How can parents limit their kids’ screen time?

Instead of handing their child a tablet or phone, parents are advised to turn on a quick episode of Sesame Street or Daniel Tiger’s Neighborhood – something entertaining and informative that models strong social skills through characters interacting and playing nicely.

It’s also ideal for watching educational television with the child, so you can talk about what they’re seeing and learning.

These and the point listed below can be used to limit your kids’ or wards’ screen time

1. Co-watch with your Kids more often

The best thing to do is allow your kids’ screen time to play the game or watch the show with them so they can grasp what they’re seeing.

For example, when someone on a show sings a song, join in with your youngster and comment on what you hear and see. Interacting with them after the presentation will make them more likely to remember what you said.

2. Select media carefully

To help you choose the best options for your children, go to organizations like Common Sense Media for reviews of age-appropriate apps, games, and programs.

Children should generally avoid using YouTube. If left to their gadgets, children are frequently more adept than their parents in locating their favorite films that link to other videos.

This can result in hours of watching endless footage. In addition, children can watch nearly anything on the website since it is so loosely monitored; at best, the content isn’t very educational and might contain violent or inappropriate material.

3. Avoid using screens at dinner, family time, or bedtime

Screens should be avoided in bedrooms for preteens and teenagers since late-night screen use can interfere with sleep.

Only use screens in the car if you are taking a long trip. Consider establishing a screen-free zone for your family that includes an agreed-upon curfew. It’s crucial to maintain a balance between online and offline time.

4. Keep phone usage to a minimum

Children imitate their parents’ behavior. Since their parent(s) are the most significant people in their lives at a young age, they will imitate any behavior they observe.

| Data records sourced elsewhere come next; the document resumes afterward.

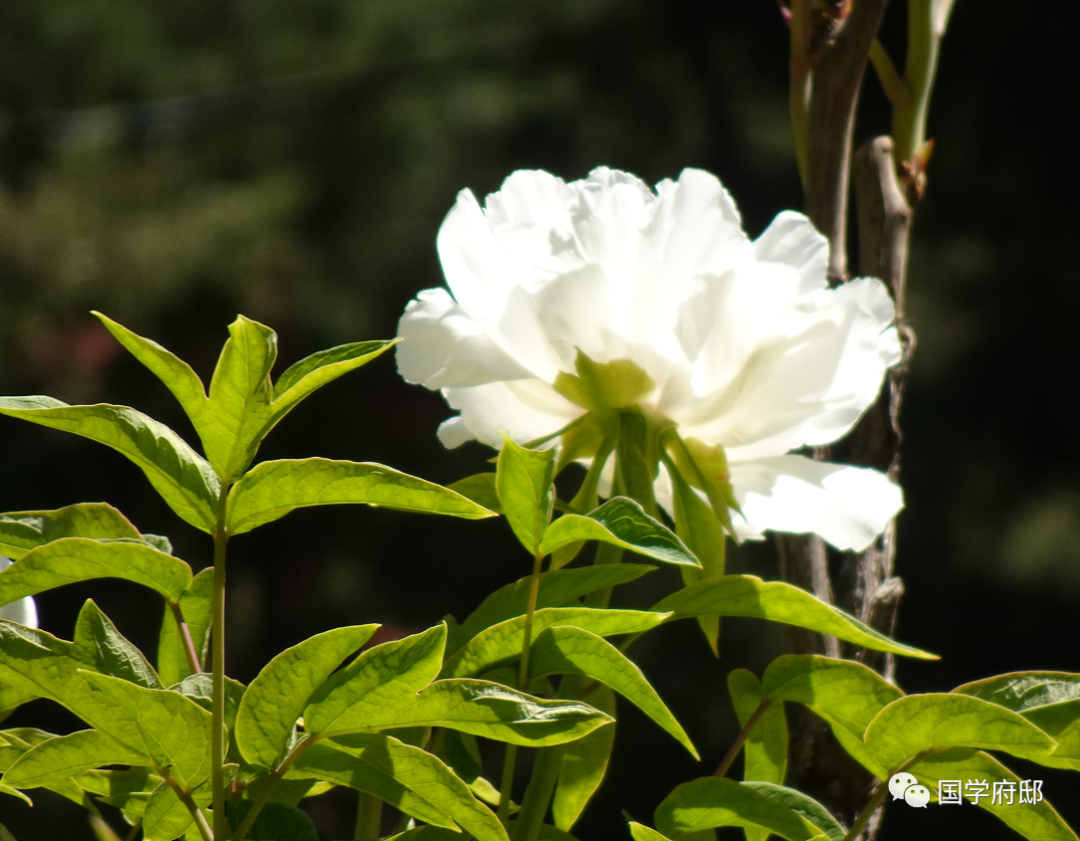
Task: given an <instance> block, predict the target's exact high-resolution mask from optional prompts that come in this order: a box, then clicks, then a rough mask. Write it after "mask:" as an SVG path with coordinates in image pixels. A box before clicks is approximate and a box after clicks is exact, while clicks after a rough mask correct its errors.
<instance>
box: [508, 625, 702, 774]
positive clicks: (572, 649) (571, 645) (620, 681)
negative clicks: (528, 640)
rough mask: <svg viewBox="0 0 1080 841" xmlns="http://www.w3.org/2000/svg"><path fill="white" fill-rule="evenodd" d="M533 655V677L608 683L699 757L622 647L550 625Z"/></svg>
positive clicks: (690, 742)
mask: <svg viewBox="0 0 1080 841" xmlns="http://www.w3.org/2000/svg"><path fill="white" fill-rule="evenodd" d="M530 651H531V653H530V654H529V672H530V673H531V676H532V677H542V676H544V675H581V676H583V677H586V678H592V679H593V680H598V681H600V682H602V683H605V684H607V686H608V687H610V688H611V689H613V690H615V691H616V692H618V693H619V694H620V695H622V696H623V697H625V698H626V700H627V701H630V702H631V703H632V704H634V706H636V707H637V708H638V709H640V710H642V711H643V713H644V714H645V715H647V716H648V717H649V718H651V719H652V720H653V721H654V722H656V723H657V724H658V725H659V727H660V728H662V729H663V730H664V731H665V732H667V733H669V734H670V735H671V736H672V737H674V738H675V741H676V742H678V743H679V744H680V745H683V747H685V748H686V749H687V750H688V751H690V756H692V757H693V758H694V759H699V758H700V757H699V756H698V751H697V749H694V747H693V744H692V743H691V742H690V737H689V736H688V735H687V734H686V731H685V730H683V727H681V725H680V724H679V723H678V721H676V720H675V716H673V715H672V713H671V710H670V709H667V706H666V705H665V704H664V702H663V701H661V700H660V695H658V694H657V691H656V690H654V689H653V688H652V686H651V684H650V683H649V681H648V680H647V679H646V678H645V675H643V674H642V670H640V669H639V668H638V667H637V666H636V665H635V664H634V663H633V662H632V661H631V660H630V659H629V657H626V656H625V655H624V654H622V653H621V652H620V651H619V649H617V648H616V647H615V646H612V645H611V643H610V642H608V641H607V640H605V639H604V638H603V637H598V636H597V635H596V634H593V633H591V632H589V630H585V629H583V628H577V627H572V626H565V625H564V626H555V627H549V628H548V629H545V630H544V632H542V633H541V634H538V635H537V637H536V639H535V641H534V642H532V648H531V649H530Z"/></svg>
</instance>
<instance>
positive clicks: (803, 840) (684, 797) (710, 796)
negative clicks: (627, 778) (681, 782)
mask: <svg viewBox="0 0 1080 841" xmlns="http://www.w3.org/2000/svg"><path fill="white" fill-rule="evenodd" d="M654 818H656V823H657V828H658V829H659V830H660V831H661V832H662V833H663V835H665V836H670V837H673V838H674V837H677V836H680V835H683V833H685V832H692V831H694V830H699V829H707V828H711V827H724V826H741V827H760V828H762V829H768V830H769V831H770V832H773V833H775V835H778V836H780V837H781V838H785V839H787V841H810V839H816V838H819V837H821V838H825V836H824V835H823V833H822V832H821V830H820V829H819V828H818V827H815V826H814V825H813V824H811V823H810V822H809V820H807V819H806V818H805V817H802V815H800V814H799V813H798V812H796V811H794V810H793V809H791V808H788V806H786V805H784V804H783V803H779V802H777V801H775V800H772V799H771V798H768V797H766V796H765V795H762V793H760V792H759V791H756V790H755V789H753V788H751V787H750V786H747V785H743V784H742V783H737V782H735V781H733V779H728V778H727V777H715V776H714V777H701V778H699V779H694V781H692V782H690V783H684V784H683V785H680V786H678V787H677V788H675V790H674V791H672V792H671V793H670V795H669V796H667V797H666V798H664V800H663V802H661V803H660V805H659V806H657V813H656V816H654Z"/></svg>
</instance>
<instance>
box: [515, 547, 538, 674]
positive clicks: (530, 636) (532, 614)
mask: <svg viewBox="0 0 1080 841" xmlns="http://www.w3.org/2000/svg"><path fill="white" fill-rule="evenodd" d="M542 564H543V555H541V554H540V553H539V552H537V553H536V554H535V555H534V556H532V575H531V577H530V578H529V599H528V603H527V606H526V608H525V630H524V635H523V638H522V661H521V665H519V666H518V669H517V689H519V690H522V692H528V684H529V650H530V649H531V648H532V616H534V614H535V613H536V612H537V599H538V598H539V597H540V567H541V565H542Z"/></svg>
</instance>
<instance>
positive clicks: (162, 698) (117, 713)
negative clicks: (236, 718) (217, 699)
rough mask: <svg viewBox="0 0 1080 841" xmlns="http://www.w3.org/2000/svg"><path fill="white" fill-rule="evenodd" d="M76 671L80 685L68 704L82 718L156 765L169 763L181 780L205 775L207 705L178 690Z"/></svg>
mask: <svg viewBox="0 0 1080 841" xmlns="http://www.w3.org/2000/svg"><path fill="white" fill-rule="evenodd" d="M80 674H81V675H82V676H83V677H84V684H83V686H84V687H85V689H81V690H80V696H79V697H78V698H77V700H76V704H75V705H73V709H75V711H76V713H77V714H78V715H79V716H80V717H81V718H82V719H83V720H84V721H86V722H87V723H90V724H93V725H94V727H95V728H96V729H97V730H100V731H103V732H104V733H107V734H108V735H110V736H112V737H113V738H114V740H117V741H118V742H120V743H121V744H122V745H125V746H126V747H129V748H131V749H132V750H134V751H136V752H137V754H140V755H141V756H144V757H147V758H149V759H150V760H152V761H153V763H154V764H156V765H158V767H165V765H168V767H171V773H172V774H173V775H174V776H176V777H177V778H178V779H180V781H181V782H183V783H187V784H188V785H191V786H194V785H198V784H199V783H201V782H203V781H204V779H206V778H208V777H210V773H211V762H210V746H211V714H210V713H208V711H207V710H205V709H203V708H202V707H201V706H199V705H198V704H197V703H194V702H193V701H191V700H190V698H187V697H185V696H184V695H181V694H179V693H177V692H170V691H167V690H159V689H145V688H143V687H138V686H136V684H134V683H130V682H127V681H126V680H121V679H119V678H113V677H108V676H106V675H96V674H94V673H91V672H83V673H80Z"/></svg>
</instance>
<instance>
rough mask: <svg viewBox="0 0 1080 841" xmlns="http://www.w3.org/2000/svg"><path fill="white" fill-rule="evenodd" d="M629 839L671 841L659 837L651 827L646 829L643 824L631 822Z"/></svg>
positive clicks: (661, 837) (658, 840) (647, 840)
mask: <svg viewBox="0 0 1080 841" xmlns="http://www.w3.org/2000/svg"><path fill="white" fill-rule="evenodd" d="M630 837H631V838H633V839H634V841H671V839H669V838H667V837H666V836H662V835H660V833H659V832H658V831H657V830H656V829H653V828H652V827H647V826H645V824H637V823H634V822H633V820H631V822H630Z"/></svg>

They will want to do the same if they follow you spending all day each day in front of a screen because they will assume that it is acceptable.

5. Stress the need to get enough sleep, eat well, and exercise

All three are necessary for optimal brain growth, development, and health for both children and adults. And all three can be impacted by too much screen time.

For example, evidence shows that kids who spend more time in front of computers eat more fast food, fewer fruits, and vegetables, get less sleep, and do less physical activity. As a result, it’s crucial to include screen.

Conclusion

Parents and other adults must monitor their kids’ screen time and ensure it balances outdoor play, peer interaction, and creative and educational pursuits.

For example, the American Academy of Pediatrics advises children under 18 months to refrain from using screens except for video chatting. Children between the ages of 2 and 5 limit their daily screen time to no more than one hour.